The future for the S&P 500 gained 0.4 per cent while that for the Dow industrials climbed 0.5 per cent.
In Asian trading, the Nikkei 225 gave up 953 points to 28,010.93 and the Kospi in Seoul lost 0.8 per cent to 3,240.79. Hong Kong’s Hang Seng index lost 1.1 per cent to 28,489.00. Australia’s S&P/ASX 200 declined 1.8 per cent to 7,235.30.
The Shanghai Composite index edged 0.1 per cent higher, to 3,529.18.
India’s Sensex gained 0.4 per cent and Thailand’s benchmark fell 0.8 per cent.
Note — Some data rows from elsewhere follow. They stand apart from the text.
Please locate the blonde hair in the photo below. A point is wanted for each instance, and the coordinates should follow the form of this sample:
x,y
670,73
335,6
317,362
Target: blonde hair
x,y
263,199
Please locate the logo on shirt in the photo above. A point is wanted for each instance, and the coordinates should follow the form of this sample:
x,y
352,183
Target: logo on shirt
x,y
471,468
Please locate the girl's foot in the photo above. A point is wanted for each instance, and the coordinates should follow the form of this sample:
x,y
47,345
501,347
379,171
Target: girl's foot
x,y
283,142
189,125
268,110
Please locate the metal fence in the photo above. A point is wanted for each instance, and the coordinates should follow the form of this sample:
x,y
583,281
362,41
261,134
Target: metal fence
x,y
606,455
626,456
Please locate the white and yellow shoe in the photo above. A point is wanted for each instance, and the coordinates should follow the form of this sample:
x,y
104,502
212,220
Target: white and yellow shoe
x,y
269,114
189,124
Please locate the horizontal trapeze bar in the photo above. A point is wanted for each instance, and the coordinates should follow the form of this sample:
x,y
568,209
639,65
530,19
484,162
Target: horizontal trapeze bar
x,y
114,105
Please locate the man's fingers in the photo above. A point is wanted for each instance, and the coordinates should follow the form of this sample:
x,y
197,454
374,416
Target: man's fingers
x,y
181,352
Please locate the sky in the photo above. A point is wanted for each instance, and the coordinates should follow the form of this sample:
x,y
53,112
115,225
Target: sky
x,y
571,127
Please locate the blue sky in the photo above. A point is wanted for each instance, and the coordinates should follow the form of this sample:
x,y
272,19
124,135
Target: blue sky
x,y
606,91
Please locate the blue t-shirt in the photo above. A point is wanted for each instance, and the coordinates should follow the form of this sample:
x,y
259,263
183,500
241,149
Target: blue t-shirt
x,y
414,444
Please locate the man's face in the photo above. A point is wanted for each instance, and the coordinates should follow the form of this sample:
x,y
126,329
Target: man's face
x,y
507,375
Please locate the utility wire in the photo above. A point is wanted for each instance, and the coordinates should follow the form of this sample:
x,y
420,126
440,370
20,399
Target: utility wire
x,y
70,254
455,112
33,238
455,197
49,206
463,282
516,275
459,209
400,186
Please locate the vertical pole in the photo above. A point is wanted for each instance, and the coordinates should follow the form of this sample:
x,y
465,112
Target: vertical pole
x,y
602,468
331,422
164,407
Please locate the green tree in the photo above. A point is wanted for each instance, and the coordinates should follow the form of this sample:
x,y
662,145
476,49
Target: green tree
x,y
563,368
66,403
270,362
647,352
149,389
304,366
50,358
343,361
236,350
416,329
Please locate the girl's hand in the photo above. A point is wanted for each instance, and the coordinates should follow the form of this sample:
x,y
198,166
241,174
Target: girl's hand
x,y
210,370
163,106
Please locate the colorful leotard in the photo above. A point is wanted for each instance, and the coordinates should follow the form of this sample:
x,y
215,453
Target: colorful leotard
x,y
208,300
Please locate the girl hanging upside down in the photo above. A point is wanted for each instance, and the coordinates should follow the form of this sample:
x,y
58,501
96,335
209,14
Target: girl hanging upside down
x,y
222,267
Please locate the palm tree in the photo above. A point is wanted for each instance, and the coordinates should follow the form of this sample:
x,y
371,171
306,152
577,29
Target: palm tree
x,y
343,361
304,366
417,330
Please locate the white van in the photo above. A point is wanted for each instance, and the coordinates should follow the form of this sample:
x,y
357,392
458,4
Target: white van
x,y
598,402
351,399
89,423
Markets were spooked after St. Louis Federal Reserve President James Bullard told CNBC he expects the first rate increase may come as soon as next year.
The Fed also has begun talks about slowing its USD 120 billion of monthly bond purchases, which are helping to keep mortgages and other longer-term borrowing cheap. But the Fed’s chair has said such a tapering is still likely a ways away.
Any pullback in Fed support would be a big change for markets, which have been feasting on ultra-low rates for more than a year.
The major US stock indexes remain relatively close to their record highs as the economy powers its way out of the recession caused by the pandemic. The S&P 500 is only about 2 per cent below its all-time high set on Monday, and the Dow is within 5 per cent of its record set last month.
The 10-year Treasury yield was steady at 1.43 per cent.
In other trading, US benchmark crude oil rose 40 cents to USD 72.04 per barrel in electronic trading on the New York Mercantile Exchange.
It gained 60 cents to USD 71.64 on Friday. Brent crude, the international standard, picked up 38 cents to USD 73.89 per barrel.
The US dollar was at 110.10 Japanese yen, down from 110.27 on Friday. The euro rose to USD 1.1898 from USD 1.1861.